Il piano spagnolo era la bagarre e bagarre è stata, quando Foden, colpito e affondato da un calcetto poco innocente da terra ma avvenuto fuori dal campo, rotolandosi in stile davvero poco inglese, vi rientrava per guadagnare tempo. Ne è scaturita proprio quella rissa che gli spagnoli cercavano con spintoni, tirate per i capelli, il corpo a corpo. L’arbitro guardava in disparte, senza entrare nella mischia e lasciando agli addetti Uefa e ai panchinari di ambedue le squadre il compito di dividere i contendenti, per poi tirare fuori un bel rosso destinato al difensore Felipe. L’incandescenza si è protratta anche nel tunnel che riportava negli spogliatoi. Quella di Simeone era una tattica ben collaudata e studiata: sapeva di non poter competere se la partita avesse seguito la matematica di Guardiola.
Diversissimo lo scenario tra Real Madrid e Chelsea, Liverpool e Benfica, Bayern e Villareal. Al Bernabeu, spettacolo puro, gol a iosa, quasi la partita perfetta. Un’alternanza di azioni senza tregua a chi segna di più. Schemi, gioco, gol spettacolari. E su tutti Ancelotti e i suoi due vecchietti intramontabili, Modric e Benzema. L’esperienza conta, in tutti i sensi. È ancora del centravanti francese il gol decisivo, che pur nella sconfitta permette la qualificazione di rito alle semifinali. Rapace, potente con quel barbone da islamico, Karim è implacabile.
Ma il vero talento purissimo è il trentaseienne Modric. Ancora e ancora fondamentale per regia e invenzioni incredibili, con la visione che spetta soltanto agli esseri superiori: un colpo di esterno che, millimetrico, con la palla che gira nell’aria, ha messo davanti alla porta Rodrygo. Il Real perdeva tre a zero, ha segnato due gol nel quarto d’ora finale. E Ancelotti ha avuto il coraggio di far entrare la giovinezza nel mix di età. Camavinga, ventenne centrocampista ha dimostrato con calma e classe di essere il campione del futuro. Già, proprio come da noi, dove invece i giovani di prassi non vengono lanciati in prima squadra, ma mandati a “farsi le ossa” in squadre minori per poi dimenticarsene ed evitando di dare una chance vera a chi ha bisogno di crescere tra grandi giocatori e assimilare concetti e pratica. Oppure vengono usati come merce di scambio fruttuoso.
Il Liverpool, in una gara di ritorno che sembrava non avesse nulla da dire, si è beccato tre gol dal Benfica, considerato agnello sacrificale.

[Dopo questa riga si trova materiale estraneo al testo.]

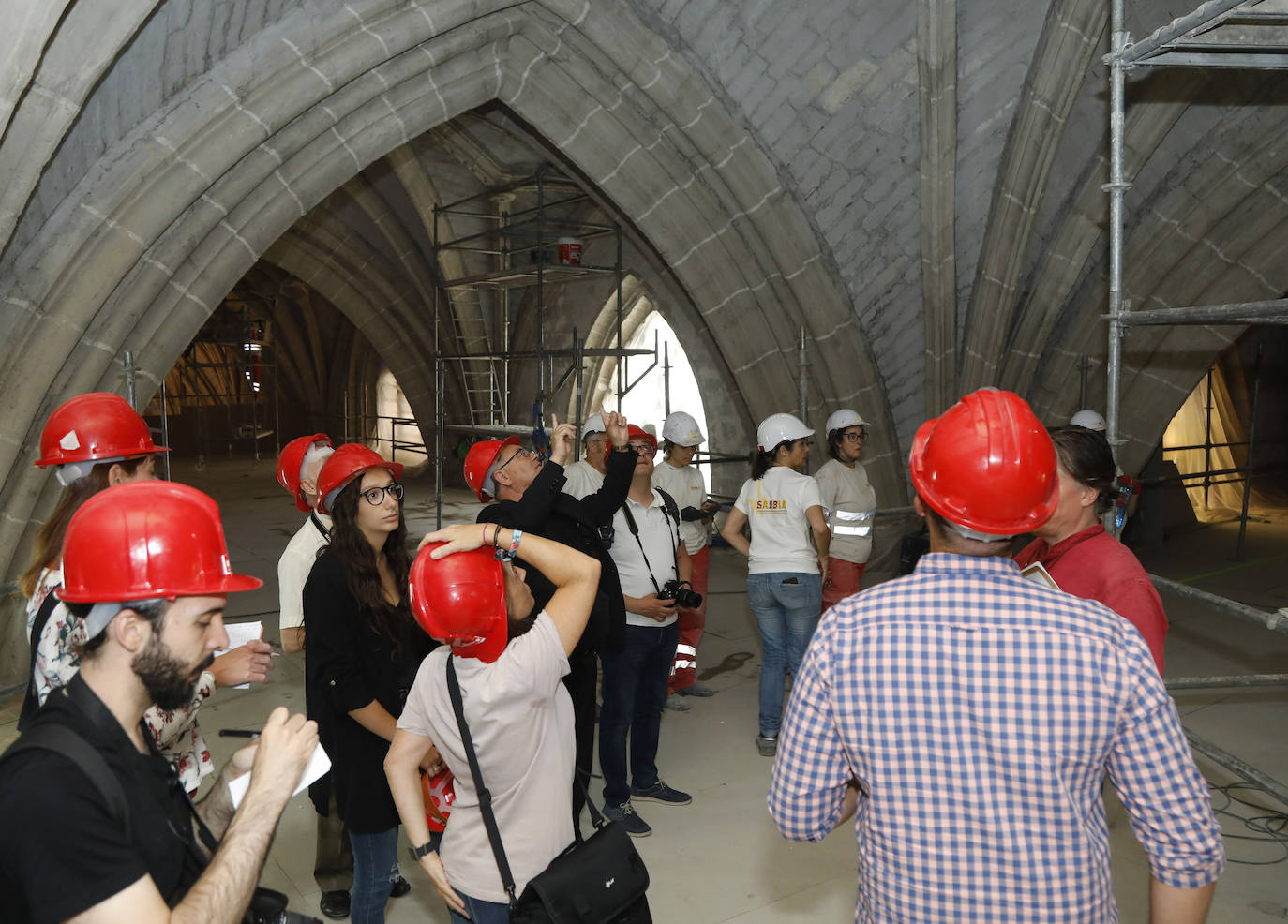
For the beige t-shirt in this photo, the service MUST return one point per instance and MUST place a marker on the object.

E forse qualcosa dice della squadra inglese, forse la migliore compagine del mondo per gioco espresso. Klopp ha votato il Liverpool all’attacco, lo fa giocare in modo mirabile, e ieri ha risfoderato il suo Firmino, che non l’ha deluso. L’unica pecca è proprio una certa facilità a incassare reti. Il senso dei Reds è che ne segnino sempre uno in più dell’avversario e il suo allenatore tedesco che parla a raffica in inglese teutonico, ne ha fatto il suo credo.

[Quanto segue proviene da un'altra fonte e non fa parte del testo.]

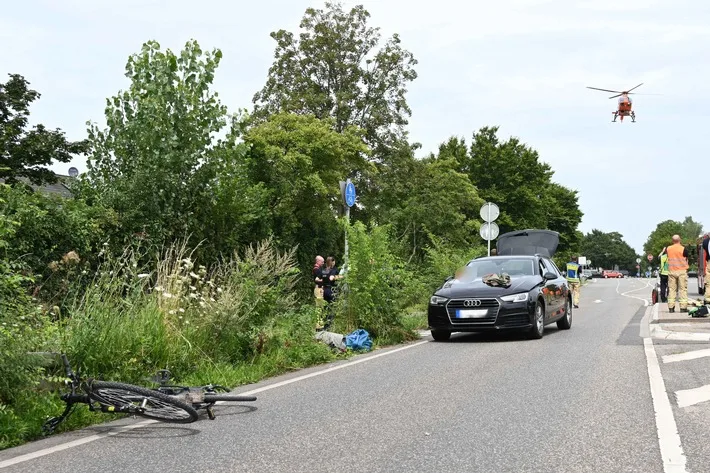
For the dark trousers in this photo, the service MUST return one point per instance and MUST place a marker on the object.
(664, 288)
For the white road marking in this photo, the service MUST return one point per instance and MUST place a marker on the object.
(76, 443)
(688, 355)
(689, 397)
(668, 438)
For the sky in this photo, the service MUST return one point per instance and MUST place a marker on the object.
(522, 65)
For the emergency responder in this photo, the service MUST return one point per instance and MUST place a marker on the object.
(677, 275)
(664, 274)
(573, 280)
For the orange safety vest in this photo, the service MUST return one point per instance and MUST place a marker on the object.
(676, 260)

Gli toccherà nella prossima sfida il Villareal, l’outsider che ha messo in ginocchio compagini nettamente più forti. Il fattore sorpresa ha generato sorprese, il Bayern non si aspettava che Emery, altro volpone, preparasse così bene l’andata e il ritorno dei quarti. Fatto sta che una spagnola, che nella Liga è lontana dalle prime, si ritrova lì, con il vecchio Albiol, classe 1985, che ci sembra l’unico che conosciamo bene, passato al Real, al Napoli e ora al Villareal, nazionale spagnolo. Sarebbe incredibile che gli spagnoli passassero indenni dalle grinfie del Liverpool in semifinale e approdassero a contendersi la Champions. Troppo forti e determinati gli inglesi, troppo bravi, si dice. Eppure il calcio è strano, la tigna della squadra potrebbe fare miracoli, si dice. Non ci crediamo neanche un po’, il Liverpool sarà la prima squadra finalista allo Stade de France, a Parigi.
Su quale sarà l’altra, al contrario, c’è poco da prevedere. Scontro incertissimo, molto tattico e due allenatori che si conoscono dalla notte dei tempi. Il City è uscito acciaccato dalla sfida con il machismo dell’Atletico, con De Bruyin e Walker incerottati. La distorsione del terzino pare grave e sarebbe una grande mancanza tra quindici giorni. De Bruyn non si sa, ma è giocatore decisivo nell’economia del gioco di Guardiola. Ancelotti dovrà fare a meno di Casimiro, squalificato. Ma forse recupererà qualche altro giocatore infortunato. Intanto ci siamo goduti delle grandi partite, con un ritmo da apnea, inarrivabili per il treno a vapore sbuffeggiante su cui viaggiano le squadre italiane.